The video begins with the final product of his labors. This vacuum tube is a
triode - it as three elements (or what he terms electrodes): a filament, a
grid, and a plate. The elements are inside a glass envelope, which was sealed
after evacuation on the top, leaving the little swirl of glass. The wires for
the elements (or electrodes) are soldered into the pins of this blue plastic
base he has. To me, it looks like the WD-11 vacuum tube of the early 20's, but
I think he patterned it on something else.

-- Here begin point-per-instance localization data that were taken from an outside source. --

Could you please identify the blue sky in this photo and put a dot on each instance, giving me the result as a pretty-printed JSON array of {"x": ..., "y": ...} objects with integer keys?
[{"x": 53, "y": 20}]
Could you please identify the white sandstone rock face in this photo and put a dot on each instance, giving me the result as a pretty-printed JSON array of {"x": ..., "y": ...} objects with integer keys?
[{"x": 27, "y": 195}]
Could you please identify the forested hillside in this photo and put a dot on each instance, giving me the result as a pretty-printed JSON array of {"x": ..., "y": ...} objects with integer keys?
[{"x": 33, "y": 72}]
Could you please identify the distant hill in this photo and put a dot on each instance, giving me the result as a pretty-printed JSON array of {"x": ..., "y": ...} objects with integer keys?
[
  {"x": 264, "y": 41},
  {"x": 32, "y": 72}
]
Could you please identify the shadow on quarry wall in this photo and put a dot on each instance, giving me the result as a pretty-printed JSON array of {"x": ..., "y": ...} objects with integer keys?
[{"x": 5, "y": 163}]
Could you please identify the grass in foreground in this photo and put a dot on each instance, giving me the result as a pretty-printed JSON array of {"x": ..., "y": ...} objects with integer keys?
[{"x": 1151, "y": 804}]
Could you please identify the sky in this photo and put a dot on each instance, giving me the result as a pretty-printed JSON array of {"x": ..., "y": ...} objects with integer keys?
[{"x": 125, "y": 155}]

0:12: Cutting the metal that will become the plate. Heh, odd choice of tool,
but whatever works!

0:47: Bending little tabs on the end of the plate material. Later on he is
going to wrap this metal on a mandrel into a cylinder, spot weld it closed,
then spot weld a little wire to it (both supports it and conducts the
electrical current from it). This forms the plate electrode. In this design
the filament in mounted vertically in the center of the tube, and all of the
elements are mounted concentrically to it, so its usually the outer surface of
the plate you see when you look at tubes like this. This design uses the
filament as the cathode.

1:58: Making the grid element. This is the element that you vary the voltage
on to change the current flowing from filament and plate. He is using a basic
helical design, thus the winding of the wire around a small mandrel. The grid
is spaced widely to not impede so many of the electrons in the path from the
filament to plate - but closely enough that he can still get enough control of
that flow when he puts a voltage on the grid. The little loops on the ends of
the grid are a nice touch - I don't think I've ever seen that on a real
production vacuum tube. The grid wire is much thicker that would otherwise be
used in a production tube - BUT, if you do make it with fat wire, it is self
supporting and that saves a lot of work in adding in additional supports.

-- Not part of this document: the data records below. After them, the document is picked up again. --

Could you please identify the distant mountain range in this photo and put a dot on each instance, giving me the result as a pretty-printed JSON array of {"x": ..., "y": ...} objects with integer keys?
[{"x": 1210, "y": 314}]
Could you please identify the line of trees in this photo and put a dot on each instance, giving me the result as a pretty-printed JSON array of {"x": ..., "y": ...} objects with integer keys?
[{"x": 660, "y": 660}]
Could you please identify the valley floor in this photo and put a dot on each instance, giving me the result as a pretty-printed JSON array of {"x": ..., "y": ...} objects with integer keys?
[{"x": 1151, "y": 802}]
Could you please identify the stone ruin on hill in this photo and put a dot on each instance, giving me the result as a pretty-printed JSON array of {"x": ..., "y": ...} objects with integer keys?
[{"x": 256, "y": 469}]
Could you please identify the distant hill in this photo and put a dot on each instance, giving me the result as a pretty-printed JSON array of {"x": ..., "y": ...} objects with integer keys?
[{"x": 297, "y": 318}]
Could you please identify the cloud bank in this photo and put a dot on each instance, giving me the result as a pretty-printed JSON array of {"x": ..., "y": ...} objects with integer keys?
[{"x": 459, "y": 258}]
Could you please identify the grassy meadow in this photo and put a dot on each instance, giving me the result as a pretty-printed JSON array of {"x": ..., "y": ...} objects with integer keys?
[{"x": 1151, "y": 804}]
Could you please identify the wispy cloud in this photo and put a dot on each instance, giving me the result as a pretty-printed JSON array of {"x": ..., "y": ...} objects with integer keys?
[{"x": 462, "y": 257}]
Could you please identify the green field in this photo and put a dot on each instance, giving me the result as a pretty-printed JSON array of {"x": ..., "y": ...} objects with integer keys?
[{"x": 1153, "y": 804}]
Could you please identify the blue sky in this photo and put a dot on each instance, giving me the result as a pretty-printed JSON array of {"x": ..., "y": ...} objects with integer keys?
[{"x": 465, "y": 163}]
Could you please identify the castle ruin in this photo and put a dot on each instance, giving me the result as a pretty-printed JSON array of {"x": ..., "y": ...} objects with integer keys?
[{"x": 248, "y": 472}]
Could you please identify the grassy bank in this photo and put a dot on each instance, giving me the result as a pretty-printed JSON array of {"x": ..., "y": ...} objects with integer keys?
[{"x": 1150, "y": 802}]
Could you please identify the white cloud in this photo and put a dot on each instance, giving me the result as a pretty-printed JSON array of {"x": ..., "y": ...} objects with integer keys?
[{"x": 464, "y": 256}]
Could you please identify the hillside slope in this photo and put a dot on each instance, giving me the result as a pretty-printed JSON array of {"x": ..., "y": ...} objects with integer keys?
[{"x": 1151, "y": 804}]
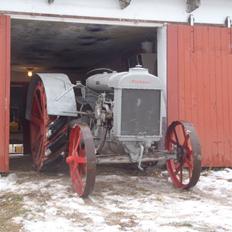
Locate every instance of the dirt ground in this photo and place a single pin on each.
(124, 199)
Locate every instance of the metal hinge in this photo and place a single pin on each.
(193, 5)
(124, 3)
(50, 1)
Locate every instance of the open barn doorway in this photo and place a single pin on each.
(72, 49)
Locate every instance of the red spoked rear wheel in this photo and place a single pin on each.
(81, 159)
(181, 138)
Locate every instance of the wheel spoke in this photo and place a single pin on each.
(178, 168)
(184, 170)
(82, 169)
(176, 137)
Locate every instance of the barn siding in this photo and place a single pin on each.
(4, 92)
(199, 86)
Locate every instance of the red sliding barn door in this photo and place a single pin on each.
(200, 86)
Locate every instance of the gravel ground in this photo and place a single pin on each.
(124, 200)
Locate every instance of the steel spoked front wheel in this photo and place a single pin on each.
(181, 138)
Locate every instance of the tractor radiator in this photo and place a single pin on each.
(140, 112)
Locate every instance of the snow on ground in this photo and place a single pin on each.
(122, 202)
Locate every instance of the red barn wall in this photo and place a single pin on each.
(200, 86)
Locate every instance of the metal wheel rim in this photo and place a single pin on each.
(81, 160)
(189, 151)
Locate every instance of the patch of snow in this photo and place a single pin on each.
(124, 203)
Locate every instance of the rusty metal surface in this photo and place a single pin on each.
(199, 87)
(4, 92)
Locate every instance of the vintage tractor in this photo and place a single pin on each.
(114, 118)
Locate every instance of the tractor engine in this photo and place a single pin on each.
(126, 111)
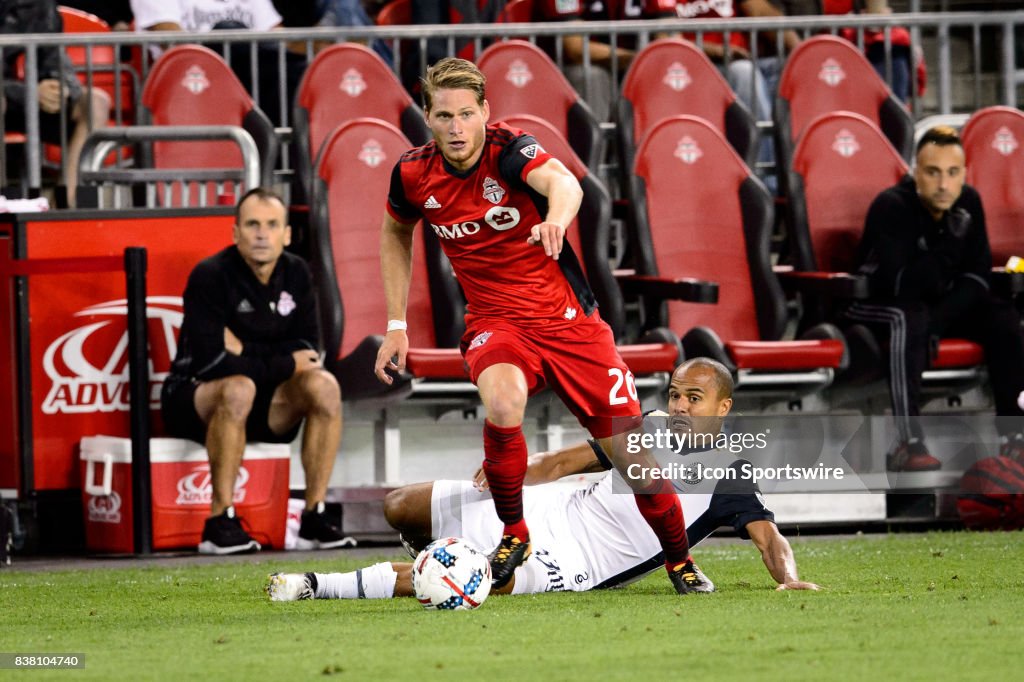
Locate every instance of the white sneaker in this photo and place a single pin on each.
(291, 587)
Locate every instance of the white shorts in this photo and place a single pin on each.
(458, 509)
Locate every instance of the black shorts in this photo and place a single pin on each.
(177, 401)
(49, 124)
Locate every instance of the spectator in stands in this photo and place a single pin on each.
(207, 15)
(925, 251)
(427, 12)
(248, 368)
(116, 12)
(66, 107)
(350, 12)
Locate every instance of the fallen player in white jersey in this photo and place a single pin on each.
(584, 538)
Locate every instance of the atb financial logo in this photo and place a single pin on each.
(88, 366)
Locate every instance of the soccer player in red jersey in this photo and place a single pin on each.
(500, 205)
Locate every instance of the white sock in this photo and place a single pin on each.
(376, 582)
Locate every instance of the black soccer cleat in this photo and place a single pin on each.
(911, 456)
(687, 579)
(509, 554)
(316, 530)
(224, 535)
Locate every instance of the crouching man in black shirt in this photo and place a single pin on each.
(248, 368)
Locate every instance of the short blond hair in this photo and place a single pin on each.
(453, 74)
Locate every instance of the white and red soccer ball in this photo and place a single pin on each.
(451, 574)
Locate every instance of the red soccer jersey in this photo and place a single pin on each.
(482, 218)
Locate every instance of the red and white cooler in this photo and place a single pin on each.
(181, 491)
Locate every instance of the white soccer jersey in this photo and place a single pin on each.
(595, 537)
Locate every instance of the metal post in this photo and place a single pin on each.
(945, 79)
(33, 159)
(1009, 67)
(138, 396)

2:19: Making the filament element. It is very much like a incandescent light
bulb filament but without the coiled-coil design you see in a typical bulb. He
is straightening the filament wire before welding it to the supports. Early
tubes used the filament as the cathode and the plate as the anode. Some of
these used straight tungsten wire, which you would have to get quite hot to
'boil' off the electrons. Then they figured out that dipping the filaments in
metal oxides reduced the temperature you had to heat the filament to. I don't
think he did such coating here.

2:59: Now we are cooking with gas...he is beginning the glasswork to construct
the envelope. Glass workers can correct me, but I believe he pre-warms the
glass, the hits it to melt it enough to allow the tool to flare the end of the
tube, then uses the carburizing flame to bring it back down to temperature
slowly to prevent it cracking from shock?

4:23: Neat tool for 'cutting' glass tubing. He scores it first, then uses this
loop heater to cause the glass to crack through, releasing the part. From here
we see some special tooling for turning the flared tube into the base of the
envelope, and squishing the end in preparation for the installation of the
electrical leads that will pass through it.

6:19: He is assembling the leads for the elements. The wire he welds all of
them to is just for support during the later steps. I wonder if the dark areas
of the wire are part of a treatment he did to make a good metal-glass seal.
Good sealing here is essential - if a microscopic gap opens up when the metal
and glass heat up during usage, gas will get into the tube, change its
characteristics and given enough of it - ruin the tube entirely.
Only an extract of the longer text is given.